La propaganda política, en la que los comunistas han sido innovadores y acreditados expertos (dentro y fuera de Rusia), necesitaba de agitadores y de creativos, procedentes, forzosamente, de las filas de la intelligentsia. No es inteligente cortar la mano que escribe los discursos oficiales y populariza la consigna. En correspondencia, la mayoría de los «trabajadores de la cultura» se dejaron tentar por el poder y la prebenda, lo que se traducía, después de todo, en mantenerse con vida o en activo un poco más tiempo que el vecino o compañero de viaje. El resto, fue silencio y exilio. La consecuencia tenebrosa de semejante política cultural totalitaria no logra superarse con facilidad. Antón Chéjov enunció en su día con una sentencia de acero la fatalidad de la cultura (y la sociedad) rusa: «Es difícil expulsar al esclavo que llevamos dentro.» (pág. 319).
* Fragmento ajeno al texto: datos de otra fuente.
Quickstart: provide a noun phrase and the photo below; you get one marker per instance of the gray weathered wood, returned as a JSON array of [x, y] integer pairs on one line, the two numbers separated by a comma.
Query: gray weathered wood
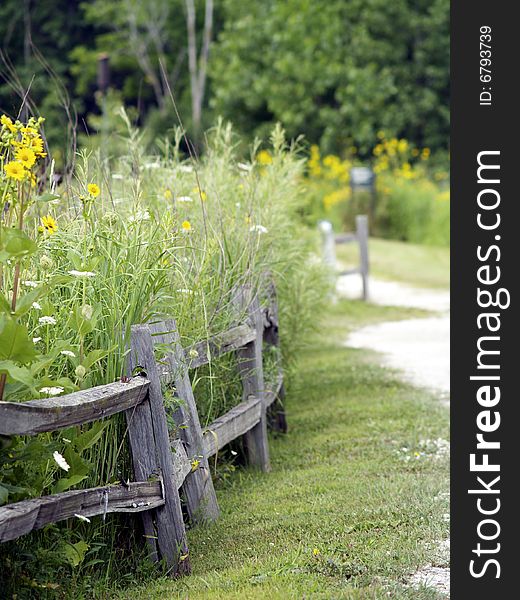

Así pues, la obediencia al líder del partido no suponía una garantía de supervivencia. El número de casos de entusiastas publicistas caídos en desgracia por efecto de cambios en la nomenklatura, en personas y tendencias en los despachos del Kremlin o por simple capricho del supremo dirigente resulta abrumador, muchos de los cuales son minuciosamente descritos en el volumen. Los duelos materiales y los pulsos dialécticos que tuvieron lugar, por ejemplo, entre Máximo Gorki y José Stalin, así como, posteriormente, los que mantuvo Alexander Solzhenitsin con Mijaíl Gorbachov y Boris Yeltsin, a fin de fijar el área del dominio a favor del magister o del minister, producen un espectáculo tan patético como demoledor para el verdadero destino de la cultura.
Recientemente, ha saltado a los medios la noticia de que el actual primer ministro de Rusia, Vladimir Putin, antiguo responsable del KGB soviético, ha firmado un acuerdo con la viuda de Solzhenitsin por el cual una versión reducida de Archipiélago Gulag pasará a ser texto de lectura obligatoria en las escuelas del país. Acaso el fatalismo consustancial al alma rusa, y que los bardos nativos han cantado con tanto realismo, esté, al fin y a la postre, más que justificado.